The advent of Next Generation Sequencing technologies and corresponding bioinformatics tools allows the definition of transcriptomes in non-model organisms. Non-model organisms are of great ecological and biotechnological significance, and consequently the understanding of their unique metabolic pathways is essential. Several methods that integrate de novo assembly with genome-based assembly have been proposed. Yet, there are many open challenges in defining genes, particularly where genomes are not available or incomplete. Despite the large numbers of transcriptome assemblies that have been performed, quality control of the transcript building process, particularly on the protein level, is rarely performed if ever. To test and improve the quality of the automated transcriptome reconstruction, we used manually defined and curated genes, several of them experimentally validated.

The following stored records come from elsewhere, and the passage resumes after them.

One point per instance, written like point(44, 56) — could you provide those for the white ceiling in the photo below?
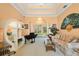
point(41, 9)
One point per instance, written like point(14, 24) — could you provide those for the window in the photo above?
point(71, 19)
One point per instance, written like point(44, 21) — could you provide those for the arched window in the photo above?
point(71, 19)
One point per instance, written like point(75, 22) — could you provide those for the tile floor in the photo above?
point(37, 49)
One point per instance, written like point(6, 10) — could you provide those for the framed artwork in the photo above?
point(72, 19)
point(25, 26)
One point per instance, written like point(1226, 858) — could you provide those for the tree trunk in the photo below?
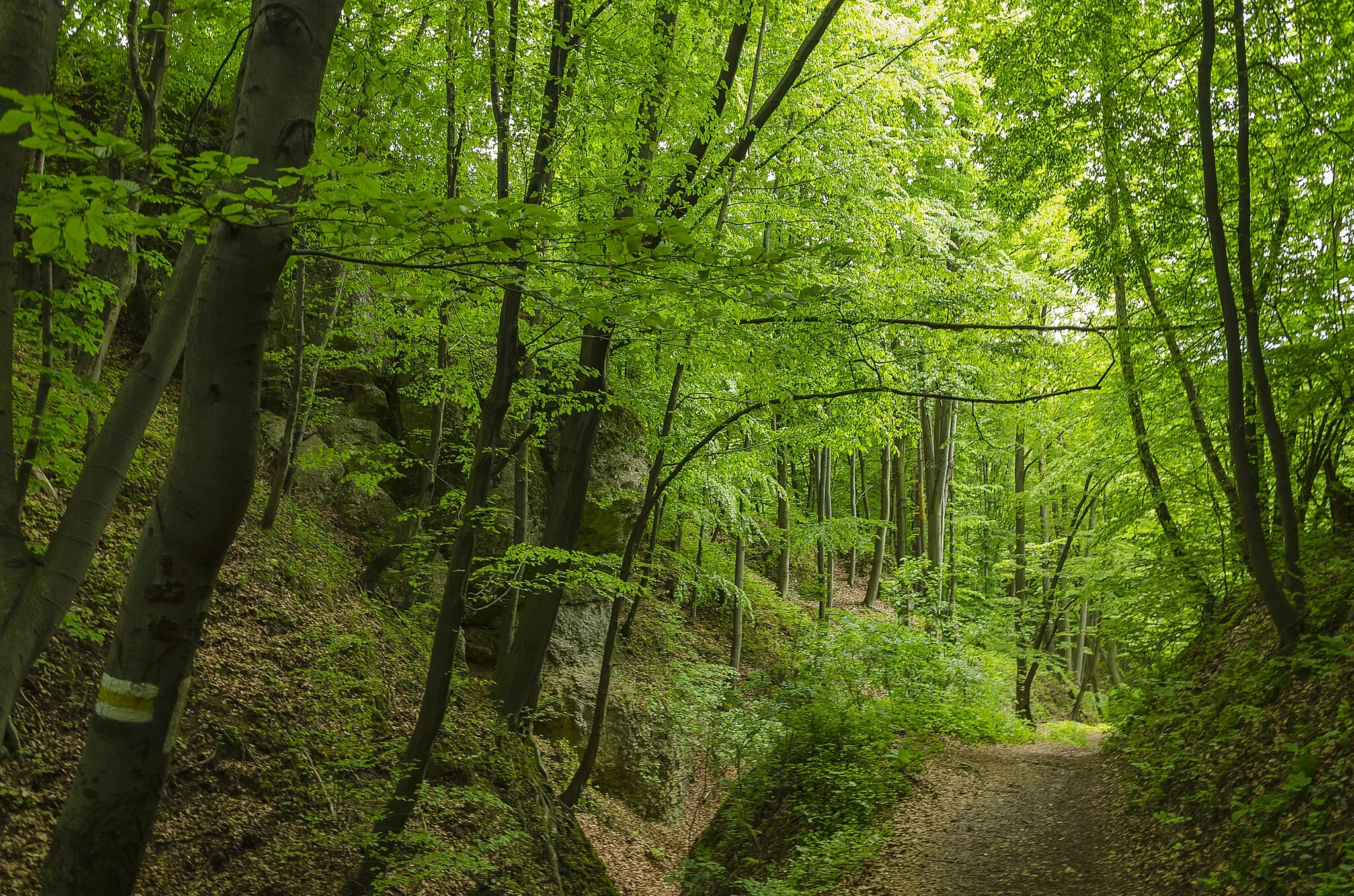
point(1339, 497)
point(111, 807)
point(1287, 620)
point(27, 48)
point(740, 565)
point(1293, 581)
point(32, 615)
point(652, 490)
point(427, 477)
point(1080, 652)
point(432, 707)
point(44, 391)
point(518, 687)
point(1020, 589)
point(830, 574)
point(821, 507)
point(149, 90)
point(855, 512)
point(520, 508)
point(783, 523)
point(282, 457)
point(1144, 454)
point(1181, 365)
point(877, 565)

Several approaches to transcript construction were utilized, based on the available data: a draft genome, high quality RNAseq reads, and ESTs. In order to maximize the contribution of the various data, we integrated methods including de novo and genome based assembly, as well as EST clustering. After each step a set of manually curated genes was used for quality assessment of the transcripts. The interplay between the automated pipeline and the quality control indicated which additional processes were required to improve the transcriptome reconstruction. We discovered that E. huxleyi has a very high percentage of non-canonical splice junctions, and relatively high rates of intron retention, which caused unique issues with the currently available tools. While individual tools missed genes and artificially joined overlapping transcripts, combining the results of several tools improved the completeness and quality considerably. The final collection, created from the integration of several quality control and improvement rounds, was compared to the manually defined set both on the DNA and protein levels, and resulted in an improvement of 20% versus any of the read-based approaches alone.
To the best of our knowledge, this is the first time that an automated transcript definition is subjected to quality control using manually defined and curated genes and thereafter the process is improved. We recommend using a set of manually curated genes to troubleshoot transcriptome reconstruction.